Prognostic Value of Leukocytosis and Lymphopenia for Coronavirus Disease Severity

Glen Huang; Alex J. Kovalic; Christopher J. Graber


Emerging Infectious Diseases. 2020;26(8):1839-1841. 

In This Article


Pooled data across early studies validate a significant correlation between elevated leukocyte count and decreased lymphocyte count among patients with severe cases of COVID-19 compared with those with mild cases. Why lymphopenia is associated with severe illness remains unclear. It has been hypothesized that this association could result from direct lymphocyte infection, destruction of lymphatic tissue, inflammation leading to lymphocyte apoptosis, or inhibition of lymphocytes by metabolic disorders such as lactic acidosis.[12] Lymphopenia as a marker of severity does not seem to be specific to COVID-19; it has been used to prognosticate other viral pneumonias such as influenza.[13] Neutrophilia may be more specific to severe disease than leukocytosis, but neutrophil count was not uniformly reported across the studies included in our analysis.

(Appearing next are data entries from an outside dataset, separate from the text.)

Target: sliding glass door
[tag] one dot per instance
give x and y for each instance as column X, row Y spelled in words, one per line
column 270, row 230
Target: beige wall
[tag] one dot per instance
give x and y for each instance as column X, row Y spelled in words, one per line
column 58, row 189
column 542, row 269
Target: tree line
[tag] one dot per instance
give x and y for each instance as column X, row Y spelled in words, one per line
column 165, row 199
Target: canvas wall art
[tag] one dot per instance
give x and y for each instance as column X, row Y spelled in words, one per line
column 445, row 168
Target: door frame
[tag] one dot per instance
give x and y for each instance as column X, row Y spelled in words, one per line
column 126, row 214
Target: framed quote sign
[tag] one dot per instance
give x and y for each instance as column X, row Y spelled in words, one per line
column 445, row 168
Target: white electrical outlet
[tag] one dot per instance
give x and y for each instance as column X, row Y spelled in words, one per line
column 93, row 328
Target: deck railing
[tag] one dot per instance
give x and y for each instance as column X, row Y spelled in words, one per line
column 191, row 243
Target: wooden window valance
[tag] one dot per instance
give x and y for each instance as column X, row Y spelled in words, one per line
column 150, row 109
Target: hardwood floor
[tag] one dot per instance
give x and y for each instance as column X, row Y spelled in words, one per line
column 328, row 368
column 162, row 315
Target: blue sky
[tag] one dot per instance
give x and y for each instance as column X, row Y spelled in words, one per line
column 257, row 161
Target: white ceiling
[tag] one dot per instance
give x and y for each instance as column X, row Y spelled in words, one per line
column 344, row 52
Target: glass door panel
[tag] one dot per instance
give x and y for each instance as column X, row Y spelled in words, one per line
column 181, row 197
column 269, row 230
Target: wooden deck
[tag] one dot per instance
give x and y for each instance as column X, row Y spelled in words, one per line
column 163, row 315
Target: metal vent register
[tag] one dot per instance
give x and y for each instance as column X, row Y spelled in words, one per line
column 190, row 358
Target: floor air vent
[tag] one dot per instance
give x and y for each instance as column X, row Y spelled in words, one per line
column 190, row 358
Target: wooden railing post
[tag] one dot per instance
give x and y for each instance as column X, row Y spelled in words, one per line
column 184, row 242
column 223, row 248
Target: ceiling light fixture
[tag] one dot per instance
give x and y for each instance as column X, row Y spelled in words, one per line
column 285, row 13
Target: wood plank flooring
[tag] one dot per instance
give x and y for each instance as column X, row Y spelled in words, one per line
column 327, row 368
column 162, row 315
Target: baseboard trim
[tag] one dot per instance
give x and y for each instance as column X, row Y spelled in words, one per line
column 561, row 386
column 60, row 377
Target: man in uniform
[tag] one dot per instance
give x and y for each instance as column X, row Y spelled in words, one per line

Despite our findings regarding clinical characteristics of severe COVID-19, our study had several limitations. First, our literature search found an expected paucity of data surrounding this topic because published characterizations of patients with COVID-19 remain minimal. More COVID-19 data from other nations and patient populations will aid in the comparison and validation of our clinical findings. Second, we noted significant heterogeneity in both the leukocyte and lymphocyte analyses. This phenomenon probably resulted from the small sample size, limited and early data, and skewed representation of the patient population. Third, the definitions of severe cases were somewhat inconsistent across these studies, varying from acute hypoxic respiratory failure to requiring mechanical ventilation. This variability could further compound the heterogeneity found across these studies. Last, only a minority of the manuscripts reported the proportion of patients with lymphopenia, and variable cutoffs based on the articles' reference ranges made it difficult to ascertain a cutoff for severe disease.

With the rising cases of COVID-19 and limited resources,[14] being able to prioritize patients with severe disease is crucial. Some therapeutic agents are being investigated;[15] however, supplies are often low and procurement may be delayed. The sooner patients with severe disease can be identified, the sooner the process of obtaining therapy can be initiated.